It's tempting to be selective and focus only on digital ad companies that have had an earnings miss and interpret it as a "correction." Many issues are at play, but the results of Spotify, Amazon, and Pinterest's ad business show that it's not all doom and gloom in the ad business.
Meta, YouTube, and Snap have either distracted management and business strategies or poor data strategies (and that's not a nod to ATT). If there's a broader trend right now, it's that retail media and retail data are of real value.
Amazon's media business is thriving (retail media data) Even the proposed Kroger-Albertson merger will make for a robust retail media business that will capture a more significant share of spend.
As advertisers seek to prove that digital advertising works, expect companies that partner with or own retail media data ad products to outperform. Just don't call it a correction.
Judging by the latest earnings update from Google, Facebook et al it’s clear that the end is near for this blockbuster chapter of growth for digital advertising. Exceptions aside, it was another tough quarter for the largest online platforms. Digiday publishes a rundown on those that were worst hit.

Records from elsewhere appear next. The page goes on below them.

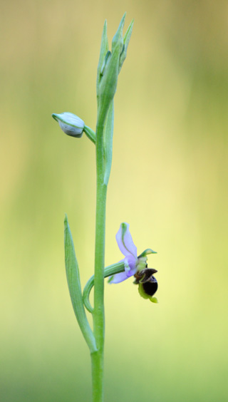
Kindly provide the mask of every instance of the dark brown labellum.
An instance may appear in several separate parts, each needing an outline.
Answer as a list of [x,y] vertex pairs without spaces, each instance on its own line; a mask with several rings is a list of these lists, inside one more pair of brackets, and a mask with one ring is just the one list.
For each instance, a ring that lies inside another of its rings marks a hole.
[[148,296],[153,296],[157,290],[158,284],[156,278],[153,277],[153,274],[157,272],[153,268],[145,268],[142,271],[138,271],[135,274],[135,284],[142,284],[143,290]]

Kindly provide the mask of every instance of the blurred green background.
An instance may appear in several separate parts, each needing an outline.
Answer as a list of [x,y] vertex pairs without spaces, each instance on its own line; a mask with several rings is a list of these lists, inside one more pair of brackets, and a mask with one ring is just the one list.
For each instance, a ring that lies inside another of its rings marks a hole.
[[90,358],[66,279],[67,212],[92,274],[94,147],[51,113],[95,128],[105,19],[135,18],[115,102],[106,265],[130,223],[152,247],[159,304],[105,284],[105,401],[227,401],[227,1],[1,2],[1,401],[87,402]]

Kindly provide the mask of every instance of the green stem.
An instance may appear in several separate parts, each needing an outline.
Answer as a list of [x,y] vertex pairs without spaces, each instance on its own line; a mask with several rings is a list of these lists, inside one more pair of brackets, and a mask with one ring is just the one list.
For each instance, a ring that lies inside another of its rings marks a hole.
[[[115,274],[119,274],[120,272],[123,272],[125,270],[124,262],[116,262],[115,264],[113,264],[112,265],[109,265],[108,267],[105,267],[104,270],[104,278],[108,278],[108,277],[111,277],[115,275]],[[93,313],[93,309],[90,303],[90,292],[94,286],[94,275],[88,279],[83,294],[83,302],[85,305],[85,307],[88,309],[90,313]]]

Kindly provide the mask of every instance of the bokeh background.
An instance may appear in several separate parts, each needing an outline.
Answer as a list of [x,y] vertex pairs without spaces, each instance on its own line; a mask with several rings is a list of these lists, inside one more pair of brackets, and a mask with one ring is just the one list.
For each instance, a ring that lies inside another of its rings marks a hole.
[[108,19],[135,26],[115,101],[106,265],[129,222],[157,254],[155,305],[105,284],[105,401],[227,401],[227,1],[1,2],[1,401],[90,401],[90,357],[68,292],[67,212],[92,274],[94,147],[51,113],[95,126]]

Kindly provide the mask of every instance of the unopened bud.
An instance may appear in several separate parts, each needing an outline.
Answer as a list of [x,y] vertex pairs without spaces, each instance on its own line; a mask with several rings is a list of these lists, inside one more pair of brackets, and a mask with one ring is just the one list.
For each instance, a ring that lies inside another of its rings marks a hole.
[[63,131],[68,135],[77,138],[82,136],[85,123],[79,117],[69,112],[53,113],[52,117],[58,121]]

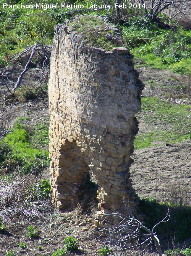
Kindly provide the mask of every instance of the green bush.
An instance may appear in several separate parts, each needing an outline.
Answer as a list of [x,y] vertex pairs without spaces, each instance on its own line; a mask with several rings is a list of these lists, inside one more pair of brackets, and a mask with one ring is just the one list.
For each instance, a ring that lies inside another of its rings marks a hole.
[[[31,145],[33,137],[28,130],[28,128],[18,121],[14,124],[13,131],[7,134],[4,139],[4,142],[7,142],[6,145],[0,142],[0,168],[2,170],[6,170],[7,167],[8,170],[12,172],[18,167],[20,169],[23,168],[23,174],[28,173],[32,168],[36,168],[36,170],[39,171],[41,170],[43,159],[44,165],[48,165],[48,151],[34,148]],[[38,130],[38,132],[39,134],[40,131]],[[35,134],[34,136],[37,138],[38,134]],[[46,143],[46,137],[44,139]]]
[[78,247],[77,240],[74,236],[66,236],[64,243],[67,251],[75,251]]
[[32,225],[30,225],[27,228],[27,232],[26,236],[31,239],[32,238],[38,238],[39,237],[38,232],[35,230]]
[[25,243],[21,243],[19,244],[19,246],[20,248],[22,248],[22,249],[26,249],[27,248],[27,246],[26,244]]
[[101,256],[108,256],[110,255],[112,251],[108,245],[104,246],[99,251],[99,254]]
[[186,248],[183,250],[181,250],[180,248],[174,249],[169,249],[165,251],[164,253],[166,256],[178,256],[181,253],[186,256],[191,256],[191,248]]
[[[30,195],[33,193],[33,196],[31,198],[32,201],[35,201],[38,199],[45,200],[47,199],[50,195],[50,184],[49,181],[46,180],[43,180],[39,185],[38,191],[36,185],[33,185],[30,188],[28,193]],[[28,195],[27,195],[27,198]]]
[[58,249],[58,250],[52,254],[52,256],[63,256],[66,253],[65,249]]
[[38,246],[38,250],[39,251],[42,251],[43,250],[42,247],[40,245],[39,245],[39,246]]

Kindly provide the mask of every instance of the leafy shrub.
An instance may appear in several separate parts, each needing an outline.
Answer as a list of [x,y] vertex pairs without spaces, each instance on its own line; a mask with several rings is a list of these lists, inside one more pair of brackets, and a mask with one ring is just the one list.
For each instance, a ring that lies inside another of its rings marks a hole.
[[50,195],[50,184],[49,181],[46,180],[43,180],[39,185],[38,191],[37,189],[36,185],[34,185],[30,188],[29,193],[30,195],[34,193],[34,195],[32,198],[32,201],[37,199],[44,200],[47,199]]
[[27,232],[26,236],[31,239],[39,238],[39,235],[38,234],[38,232],[35,230],[32,225],[30,225],[27,228]]
[[66,252],[65,249],[58,249],[52,254],[52,256],[63,256],[66,254]]
[[39,89],[21,85],[16,89],[14,96],[19,102],[23,102],[28,99],[35,99],[40,93]]
[[110,255],[112,253],[112,251],[108,245],[103,246],[99,251],[99,254],[101,256],[108,256]]
[[[17,122],[14,124],[14,131],[7,134],[4,139],[5,142],[8,142],[7,145],[4,146],[5,144],[0,142],[0,168],[2,171],[4,169],[6,170],[7,166],[10,172],[14,171],[18,167],[20,168],[24,167],[22,173],[26,174],[35,165],[38,172],[41,169],[42,160],[44,158],[44,165],[48,164],[48,152],[33,148],[31,142],[32,137],[27,130],[27,127]],[[40,130],[38,132],[40,134]],[[38,137],[38,134],[34,135]],[[1,151],[2,152],[1,155]]]
[[66,236],[64,243],[67,251],[75,251],[78,247],[77,240],[74,236]]
[[19,246],[20,248],[22,248],[22,249],[26,249],[27,248],[27,246],[26,244],[25,243],[21,243],[19,244]]
[[10,146],[8,145],[0,142],[0,163],[5,160],[10,150]]

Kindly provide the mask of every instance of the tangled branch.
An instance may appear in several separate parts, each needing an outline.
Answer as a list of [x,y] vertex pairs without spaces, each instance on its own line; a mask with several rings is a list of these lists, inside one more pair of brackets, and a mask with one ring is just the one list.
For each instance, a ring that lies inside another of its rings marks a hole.
[[[145,251],[152,247],[153,242],[159,256],[162,256],[160,241],[154,230],[161,223],[169,220],[169,209],[165,217],[151,230],[133,216],[125,203],[125,205],[127,216],[117,211],[103,213],[102,221],[100,222],[103,227],[100,228],[98,237],[104,236],[104,243],[115,248],[115,256],[123,256],[127,250],[139,248]],[[118,223],[114,224],[117,223],[114,220],[117,220]]]

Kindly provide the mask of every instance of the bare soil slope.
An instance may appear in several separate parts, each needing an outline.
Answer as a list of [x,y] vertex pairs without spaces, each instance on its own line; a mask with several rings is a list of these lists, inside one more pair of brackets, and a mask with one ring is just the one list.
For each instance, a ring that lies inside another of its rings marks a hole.
[[176,203],[180,193],[191,203],[191,142],[135,150],[132,158],[134,187],[140,196]]

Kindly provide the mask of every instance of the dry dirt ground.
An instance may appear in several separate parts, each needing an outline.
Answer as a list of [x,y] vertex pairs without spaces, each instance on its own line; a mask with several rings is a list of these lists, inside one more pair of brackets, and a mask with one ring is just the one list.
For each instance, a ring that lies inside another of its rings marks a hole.
[[[163,85],[170,79],[170,73],[145,67],[141,67],[139,69],[140,78],[146,84],[143,94],[154,96],[160,94],[160,91],[155,92],[147,81],[152,79],[159,86],[160,83]],[[0,89],[1,91],[4,89],[2,84]],[[47,99],[13,104],[5,122],[10,127],[19,117],[26,116],[29,120],[25,121],[24,124],[31,129],[35,129],[38,124],[48,122]],[[141,129],[141,125],[140,127]],[[134,187],[137,193],[145,198],[152,197],[160,201],[172,201],[176,200],[178,193],[181,193],[184,200],[187,200],[190,203],[191,153],[190,141],[135,150],[132,157],[134,163],[130,170]],[[45,169],[43,175],[48,178],[48,168]],[[56,249],[63,248],[63,241],[67,235],[76,237],[79,245],[78,251],[67,255],[98,255],[102,244],[91,235],[91,215],[80,215],[76,212],[71,216],[71,214],[59,215],[56,213],[45,222],[37,219],[33,222],[24,223],[19,216],[16,216],[14,219],[10,220],[9,222],[5,223],[6,231],[0,232],[0,256],[4,255],[6,250],[10,251],[11,249],[17,252],[16,255],[19,256],[50,256]],[[31,240],[26,236],[27,228],[32,223],[39,231],[39,239]],[[50,228],[50,224],[52,223],[55,226]],[[27,249],[19,248],[21,242],[26,244]],[[42,248],[42,251],[38,250],[39,245]]]

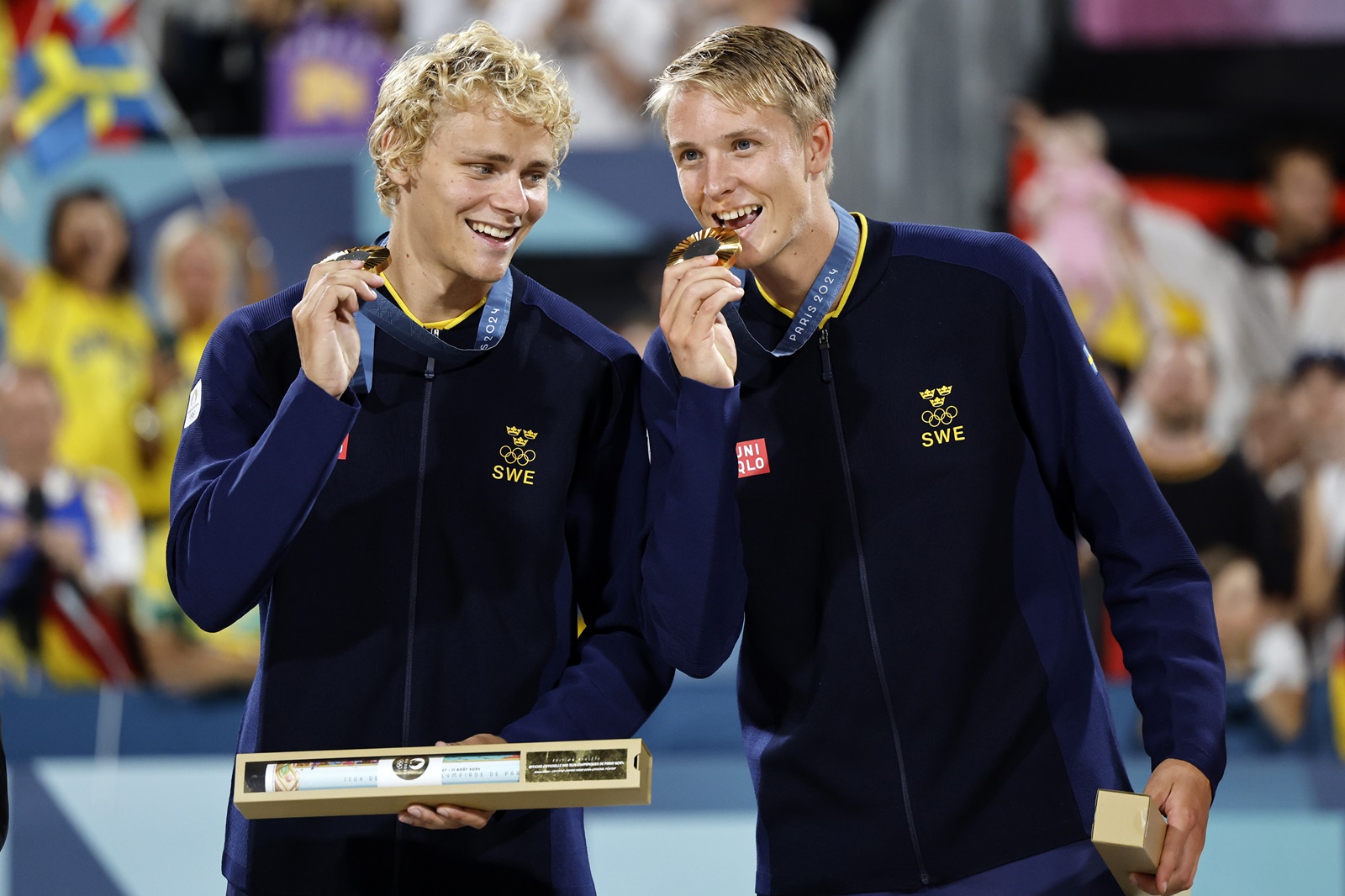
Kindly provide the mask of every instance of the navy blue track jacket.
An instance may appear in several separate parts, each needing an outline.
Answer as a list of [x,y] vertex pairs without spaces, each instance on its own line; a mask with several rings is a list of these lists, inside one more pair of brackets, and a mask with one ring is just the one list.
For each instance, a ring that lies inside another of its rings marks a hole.
[[[512,276],[496,347],[434,367],[378,332],[373,390],[342,400],[300,370],[303,284],[211,338],[168,574],[203,628],[261,605],[239,752],[628,737],[666,693],[635,604],[639,358]],[[471,347],[479,313],[441,338]],[[223,869],[250,895],[593,892],[578,810],[428,831],[230,807]]]
[[1049,269],[1005,234],[861,227],[794,355],[761,347],[788,319],[751,278],[734,389],[682,382],[660,334],[646,352],[643,622],[694,675],[744,631],[761,893],[913,891],[1088,837],[1128,782],[1076,523],[1154,764],[1224,770],[1209,581]]

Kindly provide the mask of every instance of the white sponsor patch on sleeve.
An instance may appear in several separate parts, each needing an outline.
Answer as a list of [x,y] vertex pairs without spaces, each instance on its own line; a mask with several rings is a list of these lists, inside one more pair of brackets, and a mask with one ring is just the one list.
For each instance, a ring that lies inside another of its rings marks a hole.
[[[200,383],[202,379],[196,381],[196,385],[191,387],[191,394],[187,396],[187,422],[182,425],[183,429],[196,422],[196,417],[200,416]],[[178,393],[182,394],[182,393]]]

Let’s be clear, these platforms are still making loads of cash. They’re just not making it as quickly as they once did. Slowdowns like this are inevitable — and not just because there was only going to be some sort of reversion in ad spending after a white hot 2021. This slowdown is more structural.
During the last financial crisis digital media accounted for 12% of total ad spending, according to JP Morgan. Last year, that percentage was 67%. The bigger the ad budgets get the more exposed those dollars — and by extension the media owners they fund — are to broader macro trends.